Magnesium sulphate appears to be a wonder drug in anaesthesia and intensive care. Evidence over the last two decades suggests its positive role in therapeutic and preventive acute medicine. Magnesium has diverse clinical applications. It is a physiological antagonist of calcium. By virtue of antagonizing calcium, it helps with reversal of calcium induced bronchospasm, vasospasm, hypertension, pregnancy induced hypertension, and neuromuscular spasm.

Dose of 2 g intravenously is the best route of administration for relief of bronchospasm. Further doses may be administered based on response and hemodynamic stability of the patient. The drug may also be safely used in children. One has to be wary about the effect of magnesium on neuromuscular block and use monitors to reverse the effect of non-depolarizing block. Although magnesium has been recommended for bronchospasm, this was the first and only case witnessed by me.

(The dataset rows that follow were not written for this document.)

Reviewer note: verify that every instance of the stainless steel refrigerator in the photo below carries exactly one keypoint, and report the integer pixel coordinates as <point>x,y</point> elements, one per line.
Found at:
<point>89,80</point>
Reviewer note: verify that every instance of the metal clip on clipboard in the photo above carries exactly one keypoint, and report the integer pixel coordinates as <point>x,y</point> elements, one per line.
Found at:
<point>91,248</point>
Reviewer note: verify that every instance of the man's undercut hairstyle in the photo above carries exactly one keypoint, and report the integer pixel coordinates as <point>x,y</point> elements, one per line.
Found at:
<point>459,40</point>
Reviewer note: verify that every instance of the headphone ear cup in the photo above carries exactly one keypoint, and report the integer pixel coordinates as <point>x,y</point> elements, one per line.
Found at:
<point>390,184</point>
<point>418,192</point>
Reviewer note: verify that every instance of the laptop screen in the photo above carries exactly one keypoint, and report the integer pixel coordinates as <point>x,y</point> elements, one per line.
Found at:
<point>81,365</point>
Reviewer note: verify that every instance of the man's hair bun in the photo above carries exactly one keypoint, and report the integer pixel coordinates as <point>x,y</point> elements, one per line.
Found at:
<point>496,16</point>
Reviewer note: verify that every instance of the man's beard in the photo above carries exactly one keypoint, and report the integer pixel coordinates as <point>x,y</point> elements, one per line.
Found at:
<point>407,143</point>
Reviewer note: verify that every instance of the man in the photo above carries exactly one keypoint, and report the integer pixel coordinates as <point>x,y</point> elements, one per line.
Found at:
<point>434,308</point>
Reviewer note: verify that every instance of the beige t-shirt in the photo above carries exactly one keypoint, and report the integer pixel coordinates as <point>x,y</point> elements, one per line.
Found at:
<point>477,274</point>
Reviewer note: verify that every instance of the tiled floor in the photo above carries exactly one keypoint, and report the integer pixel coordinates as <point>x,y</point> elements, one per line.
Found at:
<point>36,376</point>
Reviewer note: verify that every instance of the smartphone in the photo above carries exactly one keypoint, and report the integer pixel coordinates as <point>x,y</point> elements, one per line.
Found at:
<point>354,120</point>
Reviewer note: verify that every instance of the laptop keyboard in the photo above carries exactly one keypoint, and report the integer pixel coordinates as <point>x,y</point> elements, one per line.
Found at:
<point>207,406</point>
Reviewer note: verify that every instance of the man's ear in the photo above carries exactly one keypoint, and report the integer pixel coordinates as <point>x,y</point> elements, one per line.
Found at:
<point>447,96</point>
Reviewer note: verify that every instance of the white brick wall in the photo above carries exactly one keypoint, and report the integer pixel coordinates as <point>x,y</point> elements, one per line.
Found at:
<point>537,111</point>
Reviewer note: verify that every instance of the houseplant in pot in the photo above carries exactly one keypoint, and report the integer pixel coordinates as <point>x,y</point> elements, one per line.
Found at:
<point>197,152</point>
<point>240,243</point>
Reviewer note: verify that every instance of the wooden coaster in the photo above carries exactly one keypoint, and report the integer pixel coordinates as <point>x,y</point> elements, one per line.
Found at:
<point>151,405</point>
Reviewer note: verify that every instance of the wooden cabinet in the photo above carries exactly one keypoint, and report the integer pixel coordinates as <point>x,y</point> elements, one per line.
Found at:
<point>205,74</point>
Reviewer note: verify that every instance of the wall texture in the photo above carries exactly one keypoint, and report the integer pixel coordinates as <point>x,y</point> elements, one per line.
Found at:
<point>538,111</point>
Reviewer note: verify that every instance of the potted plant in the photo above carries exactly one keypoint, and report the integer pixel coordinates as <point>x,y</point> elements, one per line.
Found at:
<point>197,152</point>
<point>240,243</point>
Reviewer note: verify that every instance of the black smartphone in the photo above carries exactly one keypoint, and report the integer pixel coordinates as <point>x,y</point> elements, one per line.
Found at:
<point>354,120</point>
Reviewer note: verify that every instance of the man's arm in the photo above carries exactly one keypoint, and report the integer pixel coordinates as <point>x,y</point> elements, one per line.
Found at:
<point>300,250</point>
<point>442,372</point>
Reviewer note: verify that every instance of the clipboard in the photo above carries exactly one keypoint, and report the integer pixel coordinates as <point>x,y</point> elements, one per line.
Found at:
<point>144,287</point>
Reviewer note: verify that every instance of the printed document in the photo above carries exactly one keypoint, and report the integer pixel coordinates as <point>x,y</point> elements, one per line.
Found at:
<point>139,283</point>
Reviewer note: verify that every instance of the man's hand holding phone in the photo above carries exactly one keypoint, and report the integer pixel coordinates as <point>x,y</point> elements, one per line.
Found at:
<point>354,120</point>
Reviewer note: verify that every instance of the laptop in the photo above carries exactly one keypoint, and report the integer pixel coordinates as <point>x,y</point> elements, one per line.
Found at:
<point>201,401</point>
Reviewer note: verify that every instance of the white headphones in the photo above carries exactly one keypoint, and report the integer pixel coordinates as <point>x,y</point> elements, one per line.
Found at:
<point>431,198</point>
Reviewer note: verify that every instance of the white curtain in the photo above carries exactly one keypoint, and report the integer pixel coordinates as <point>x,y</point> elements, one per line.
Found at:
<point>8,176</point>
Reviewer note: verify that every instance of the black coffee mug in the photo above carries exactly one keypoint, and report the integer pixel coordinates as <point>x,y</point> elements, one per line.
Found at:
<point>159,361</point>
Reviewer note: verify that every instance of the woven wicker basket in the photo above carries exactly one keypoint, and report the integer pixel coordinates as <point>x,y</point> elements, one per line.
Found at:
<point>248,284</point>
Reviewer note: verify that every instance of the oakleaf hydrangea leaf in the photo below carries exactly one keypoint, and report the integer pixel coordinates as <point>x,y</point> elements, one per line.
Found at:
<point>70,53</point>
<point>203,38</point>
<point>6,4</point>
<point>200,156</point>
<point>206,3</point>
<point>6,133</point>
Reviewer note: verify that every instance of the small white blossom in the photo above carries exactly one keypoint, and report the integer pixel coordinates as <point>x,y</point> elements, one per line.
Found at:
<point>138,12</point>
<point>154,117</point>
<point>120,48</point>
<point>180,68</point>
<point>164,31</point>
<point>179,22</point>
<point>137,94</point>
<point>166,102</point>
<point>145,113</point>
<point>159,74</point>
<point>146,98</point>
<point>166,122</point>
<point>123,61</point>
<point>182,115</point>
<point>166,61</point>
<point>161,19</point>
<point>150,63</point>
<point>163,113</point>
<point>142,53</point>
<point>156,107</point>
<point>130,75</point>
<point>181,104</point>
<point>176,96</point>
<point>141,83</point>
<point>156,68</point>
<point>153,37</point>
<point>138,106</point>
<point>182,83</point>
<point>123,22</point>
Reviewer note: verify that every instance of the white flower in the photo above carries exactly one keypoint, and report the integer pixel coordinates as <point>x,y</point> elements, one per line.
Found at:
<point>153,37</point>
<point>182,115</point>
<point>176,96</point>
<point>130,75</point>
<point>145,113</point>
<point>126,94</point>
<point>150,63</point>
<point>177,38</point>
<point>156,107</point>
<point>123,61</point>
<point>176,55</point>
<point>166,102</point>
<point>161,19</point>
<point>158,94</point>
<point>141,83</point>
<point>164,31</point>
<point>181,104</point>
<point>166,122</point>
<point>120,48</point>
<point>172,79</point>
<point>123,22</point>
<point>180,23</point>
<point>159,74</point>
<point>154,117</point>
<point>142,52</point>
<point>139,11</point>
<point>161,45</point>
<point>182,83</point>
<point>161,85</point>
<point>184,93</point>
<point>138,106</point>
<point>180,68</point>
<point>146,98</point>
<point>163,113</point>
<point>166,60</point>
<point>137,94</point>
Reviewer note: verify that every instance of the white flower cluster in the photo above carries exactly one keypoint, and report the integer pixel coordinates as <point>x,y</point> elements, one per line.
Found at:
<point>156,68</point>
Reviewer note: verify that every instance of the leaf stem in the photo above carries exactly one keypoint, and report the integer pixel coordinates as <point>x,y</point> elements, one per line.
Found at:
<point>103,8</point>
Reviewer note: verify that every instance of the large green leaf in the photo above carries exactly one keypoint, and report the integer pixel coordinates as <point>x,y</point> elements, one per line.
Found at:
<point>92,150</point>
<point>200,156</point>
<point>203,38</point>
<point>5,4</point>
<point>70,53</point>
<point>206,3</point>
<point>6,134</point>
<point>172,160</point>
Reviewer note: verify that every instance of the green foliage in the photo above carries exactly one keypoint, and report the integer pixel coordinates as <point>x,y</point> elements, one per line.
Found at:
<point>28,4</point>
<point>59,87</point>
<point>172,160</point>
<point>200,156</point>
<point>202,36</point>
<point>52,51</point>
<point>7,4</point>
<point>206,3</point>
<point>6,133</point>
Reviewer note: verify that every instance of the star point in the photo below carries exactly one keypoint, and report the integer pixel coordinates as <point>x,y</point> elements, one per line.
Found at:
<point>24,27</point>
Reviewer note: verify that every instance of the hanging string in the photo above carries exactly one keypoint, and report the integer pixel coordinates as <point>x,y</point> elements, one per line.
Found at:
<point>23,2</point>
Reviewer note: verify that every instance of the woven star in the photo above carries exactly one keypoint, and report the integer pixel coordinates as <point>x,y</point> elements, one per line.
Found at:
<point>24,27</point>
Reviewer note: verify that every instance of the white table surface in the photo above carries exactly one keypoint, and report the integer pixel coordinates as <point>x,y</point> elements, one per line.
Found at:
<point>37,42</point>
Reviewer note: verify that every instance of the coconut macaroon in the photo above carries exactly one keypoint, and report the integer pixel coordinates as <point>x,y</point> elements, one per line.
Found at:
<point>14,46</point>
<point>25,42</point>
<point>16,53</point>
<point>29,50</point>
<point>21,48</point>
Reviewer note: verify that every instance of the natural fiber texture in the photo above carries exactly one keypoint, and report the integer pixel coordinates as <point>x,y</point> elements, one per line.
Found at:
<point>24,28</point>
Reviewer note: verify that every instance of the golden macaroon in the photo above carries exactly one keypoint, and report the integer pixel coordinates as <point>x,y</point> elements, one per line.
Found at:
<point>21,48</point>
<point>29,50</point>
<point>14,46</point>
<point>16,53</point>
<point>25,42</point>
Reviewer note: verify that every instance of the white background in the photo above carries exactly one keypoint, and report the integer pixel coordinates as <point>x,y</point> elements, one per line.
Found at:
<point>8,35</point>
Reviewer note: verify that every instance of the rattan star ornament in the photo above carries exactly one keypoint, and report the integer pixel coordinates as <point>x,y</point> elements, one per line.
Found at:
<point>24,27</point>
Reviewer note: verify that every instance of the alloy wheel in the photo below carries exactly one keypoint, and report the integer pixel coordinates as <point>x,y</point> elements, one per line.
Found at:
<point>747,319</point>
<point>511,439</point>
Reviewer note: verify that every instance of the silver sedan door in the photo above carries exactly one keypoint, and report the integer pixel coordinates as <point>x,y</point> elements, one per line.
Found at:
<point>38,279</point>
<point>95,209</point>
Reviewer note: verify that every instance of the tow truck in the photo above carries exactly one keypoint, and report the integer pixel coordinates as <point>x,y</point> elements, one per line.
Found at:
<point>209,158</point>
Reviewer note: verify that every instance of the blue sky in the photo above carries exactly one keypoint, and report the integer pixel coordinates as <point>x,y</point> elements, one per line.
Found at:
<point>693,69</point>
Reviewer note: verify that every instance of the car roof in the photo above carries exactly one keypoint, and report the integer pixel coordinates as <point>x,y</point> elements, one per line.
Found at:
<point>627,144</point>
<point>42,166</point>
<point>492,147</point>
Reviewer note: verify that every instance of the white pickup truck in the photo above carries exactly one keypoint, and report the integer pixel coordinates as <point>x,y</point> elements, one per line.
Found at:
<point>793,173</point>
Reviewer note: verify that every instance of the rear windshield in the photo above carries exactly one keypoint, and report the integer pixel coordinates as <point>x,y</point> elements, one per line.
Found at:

There is a lot of scope for research using naturally occurring substances like magnesium, and melatonin for use in general anaesthesia, and it deserves much more attention than what is being done as of date. It may be worthwhile to encourage more youngsters to take up to research specially in anaesthesia as there has been very little contribution from our country in this subject.

References

[1] Powell CV. The role of magnesium sulfate in acute asthma: does route of administration make a difference? Curr Opin Pulm Med. 2014;20(1):103-8.

[2] Abreu Gonzรกlez J1, et al. Effect of intravenous magnesium sulfate on chronic obstructive pulmonary disease exacerbations requiring hospitalization: a randomized placebo-controlled trial. Arch Bronconeumol. 2006;42(8):384-7.

[3] Watson, et al. Magnesium and the anaesthetist BJA CEPD reviews. 1(1): 2001.

[4] James FM, et al. Magnesium: an emerging drug in anaesthesia. Br J Anaesth. 2009;103(4):465-467.